Among many other examples, Murdock notes that Orson Welles didn't need an NEA grant to make Citizen Kane.
■ My LFOD Google alert was triggered by a letter in Pravda on the Merrimack, aka the Concord Monitor, from Bill Walker: My Turn: Marijuana reform sabotaged in state Senate.
There is no way to have a world without drugs; there are still drugs in our prisons. There are only two real choices in drug policy. One is the path of personal freedom, which results in harm reduction, easy access to treatment, safe drugs and no drug cartels. The other is Prohibition, with all the cost, corruption and death. We can have a Live Free or Die New Hampshire, or we can keep paying taxes for our New Deal drug bureaucracy and admit that we aren’t as free as Massachusetts or Vermont.
Bill blames, convincingly, Republican Jeb Bradley.

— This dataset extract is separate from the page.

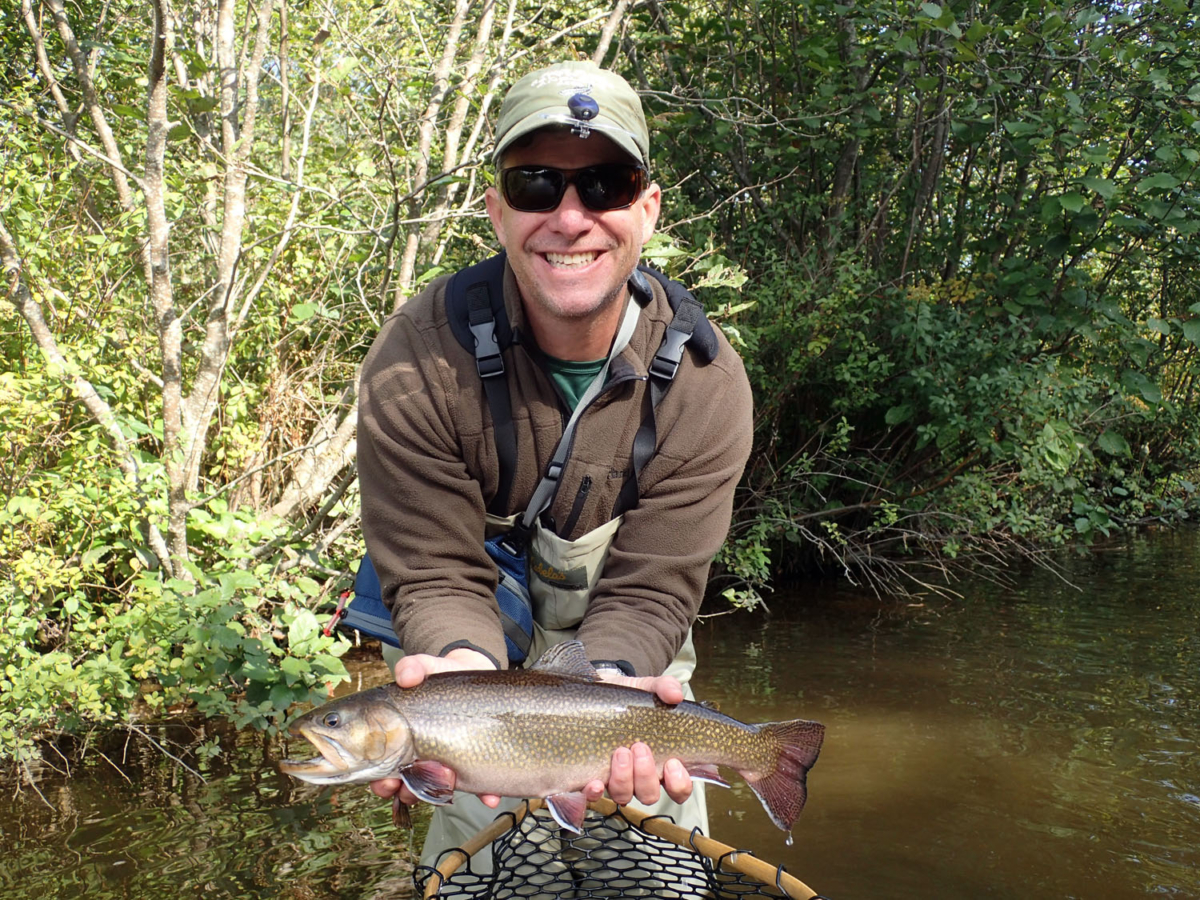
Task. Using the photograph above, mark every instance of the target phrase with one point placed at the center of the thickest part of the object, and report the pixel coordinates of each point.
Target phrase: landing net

■ Rod Dreher notes (however) that Vermont's Middlebury College is hardly a bastion of liberty. Instead, he describes Middlebury’s Obscene Cowardice. He quotes (in full) the craven statement of Bertram Johnson, chair of Middlebury's Political Science department, and comments:
This capitulation to the ideological thugs who attacked Murray and others on Middlebury’s campus deserves wide denunciation. A professor from the man’s own department was physically assaulted by these goons, and sent to the hospital — and nobody has been held accountable for any of this by Middlebury. As a scholar and as an American, Bert Johnson, the poli sci department head, should be ashamed of himself. He has shown himself to be a lickspittle to the campus left, and will be treated exactly that way by the radicals he is helping to empower.

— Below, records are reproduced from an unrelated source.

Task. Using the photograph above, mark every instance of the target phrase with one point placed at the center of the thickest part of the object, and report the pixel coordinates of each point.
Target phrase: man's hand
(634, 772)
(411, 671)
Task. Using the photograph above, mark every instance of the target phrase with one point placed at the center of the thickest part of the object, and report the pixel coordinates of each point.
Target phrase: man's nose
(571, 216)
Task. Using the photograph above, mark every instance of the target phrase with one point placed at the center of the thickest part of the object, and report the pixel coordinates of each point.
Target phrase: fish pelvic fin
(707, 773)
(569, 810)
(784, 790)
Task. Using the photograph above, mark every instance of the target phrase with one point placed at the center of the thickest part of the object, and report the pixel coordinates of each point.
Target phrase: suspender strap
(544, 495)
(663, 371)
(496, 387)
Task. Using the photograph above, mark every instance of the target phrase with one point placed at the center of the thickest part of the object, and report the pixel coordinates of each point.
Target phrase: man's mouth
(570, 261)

If only those earnest marchers-for-science were one-tenth as concerned about the often-violent suppression of free expression on college campuses…

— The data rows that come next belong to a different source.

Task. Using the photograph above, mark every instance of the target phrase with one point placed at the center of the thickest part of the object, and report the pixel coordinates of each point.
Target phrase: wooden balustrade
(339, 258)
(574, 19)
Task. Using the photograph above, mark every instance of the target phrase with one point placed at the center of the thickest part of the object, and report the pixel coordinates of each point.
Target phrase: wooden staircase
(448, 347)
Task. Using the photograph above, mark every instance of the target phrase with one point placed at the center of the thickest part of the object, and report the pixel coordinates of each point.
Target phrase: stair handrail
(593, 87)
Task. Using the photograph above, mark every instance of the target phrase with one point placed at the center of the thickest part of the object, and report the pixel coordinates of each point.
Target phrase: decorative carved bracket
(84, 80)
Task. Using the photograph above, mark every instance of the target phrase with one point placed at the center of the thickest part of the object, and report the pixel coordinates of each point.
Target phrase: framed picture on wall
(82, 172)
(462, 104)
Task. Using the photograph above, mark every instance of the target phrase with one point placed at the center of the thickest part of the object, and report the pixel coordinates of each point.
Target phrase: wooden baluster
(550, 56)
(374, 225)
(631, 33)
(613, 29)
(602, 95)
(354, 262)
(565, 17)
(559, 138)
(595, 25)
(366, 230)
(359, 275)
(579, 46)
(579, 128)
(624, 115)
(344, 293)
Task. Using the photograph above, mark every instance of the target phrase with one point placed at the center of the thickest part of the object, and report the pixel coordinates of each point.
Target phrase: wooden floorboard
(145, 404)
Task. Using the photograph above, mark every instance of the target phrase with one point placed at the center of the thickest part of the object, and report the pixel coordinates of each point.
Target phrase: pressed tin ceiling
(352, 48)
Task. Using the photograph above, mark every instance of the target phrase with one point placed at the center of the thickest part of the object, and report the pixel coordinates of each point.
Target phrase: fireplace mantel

■ OK, one more NR piece, this one from KDW. He writes on Little Creep. In case you don't get the reference, and KDW doesn't explain it: there's the Big Creep, from whence we got Mrs. Creep, and…
Chelsea Clinton, most recently lionized on the cover of Vanity Fair, is a 37-year-old multi-millionaire who has never uttered an interesting word about any subject at any time during the course of her life. Judging from the evidence of her public statements, she has never had an original thought — it isn’t clear that she has had a thought at all. In tribute to her parents, she was given a series of lucrative sinecures, producing a smattering of sophomoric videos for NBC at a salary of $600,000 a year. She later went more formally into the family business, leaving her fake job at NBC for a fake job in her parents’ fake charity. She gave interviews about how she just couldn’t get interested in money and bought a $10 million Manhattan apartment that stretches for the better part of a city block.
KDW is wickedly and hilariously on-target.